Rates of suicidal thoughts and attempted suicide among endocrinologists declined from 2022 and now rank similar to the average rate among physicians overall, but these rates are still higher than the general public, according to survey findings.
The current report about suicide among endocrinologists, entitled, “Doctors’ Burden: Endocrinologist Suicide Report 2023,” prepared by Medscape, was recently published.
A report about suicide among physicians overall, based on the same survey, entitled, “Doctors’ Burden: Medscape Physician Suicide Report 2023,” was published previously.
Improved Rates Among 28 Medical Specialties
In the 2022 survey of a representative national sample of 13,069 US physicians, 10% of endocrinologists reported having suicidal thoughts, ranking the specialty sixth among 29 medical specialties that year.
The 2023 survey found that in a representative national sample of 9175 US physicians, 8% of endocrinologists reported having suicidal thoughts, roughly the average rate among clinicians overall, ranking it 20th among 29 medical specialties.
The highest rates of thoughts of suicide in the latest survey were reported by physicians in otolaryngology (13%), followed by physicians in psychiatry, family medicine, anesthesiology, obstetrics/gynecology, and emergency medicine (roughly 12% in each specialty).
The rate of attempted suicide was 1% among endocrinologists, which was also the rate among physicians overall.
More female than male endocrinologists reported contemplating suicide (8% versus 5%). In addition, 1% of male endocrinologists reported that they had attempted suicide and 2% of female endocrinologists replied they preferred not to answer the question about attempted suicide.
In contrast, in 2020, an estimated 4.9% of US adults aged 18 and older had serious thoughts about suicide and 0.5% attempted suicide, according to the National Institutes of Health website, the latest report states.

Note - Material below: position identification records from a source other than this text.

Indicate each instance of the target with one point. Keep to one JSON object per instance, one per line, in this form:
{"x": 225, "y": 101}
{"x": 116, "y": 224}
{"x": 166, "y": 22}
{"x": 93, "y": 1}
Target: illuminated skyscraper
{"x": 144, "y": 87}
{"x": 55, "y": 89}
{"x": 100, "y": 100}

Rates of suicidal thoughts and suicide attempts among physicians overall “are worryingly high numbers,” Peter Yellowlees, MBBS, MD, emeritus professor of psychiatry at University of California, Davis Health, and chief executive officer, Asynchealth, said in the report.

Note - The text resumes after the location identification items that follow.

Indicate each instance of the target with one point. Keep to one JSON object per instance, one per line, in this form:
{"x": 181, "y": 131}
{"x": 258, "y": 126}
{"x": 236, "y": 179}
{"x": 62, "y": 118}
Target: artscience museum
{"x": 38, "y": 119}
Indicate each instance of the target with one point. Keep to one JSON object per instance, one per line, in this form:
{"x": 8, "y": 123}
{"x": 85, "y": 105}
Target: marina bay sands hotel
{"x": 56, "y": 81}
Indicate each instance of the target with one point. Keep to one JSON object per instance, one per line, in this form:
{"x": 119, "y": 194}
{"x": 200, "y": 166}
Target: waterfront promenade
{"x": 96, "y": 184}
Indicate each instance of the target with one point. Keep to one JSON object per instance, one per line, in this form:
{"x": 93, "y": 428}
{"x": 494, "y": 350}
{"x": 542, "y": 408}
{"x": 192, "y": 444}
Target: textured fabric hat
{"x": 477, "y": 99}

Confiding in Others, Good Mental Health Habits, Resources
In the 2023 survey, half of the endocrinologists who had thought about suicide had confided in a therapist and 41% had spoken to a family member, but none had told a colleague or a friend, or phoned a suicide hotline.
On the other hand, 7% of male and 10% of female endocrinologists, and 9% of male and 11% of female physicians overall reported that a colleague had shared suicidal thoughts with them.
“It’s pleasing that physicians overall have shown themselves slightly more likely to bring ideas about suicide to a therapist and less likely to keep their distress entirely to themselves,” Yellowlees said.
“It’s possible that the need for healthcare is becoming less stigmatized nationally, with large and increasing emphasis on physician well-being during and after the COVID-19 pandemic,” he suggested.
Endocrinologists reported that to keep happy and have good mental health, they engaged in activities and hobbies (70%), exercised (66%), spent time with family and friends (63%), got enough sleep (56%), ate healthy (48%), went to therapy (11%), or did other things (8%), which was similar to that reported by physicians overall.
The report lists several resources that are specific for physicians having suicidal thoughts (Physician Support Line, 988 Suicide and Crisis Lifeline, Peer RxMed, International Association for Suicide Prevention, and the American Foundation for Suicide Prevention) along with contact information.
The 2023 survey was conducted from June 28, 2022, to October 3, 2022, and the 2022 survey was conducted from June 29, 2021, to September 26, 2021.
Doctors’ Burden: Endocrinologist Suicide Report 2023.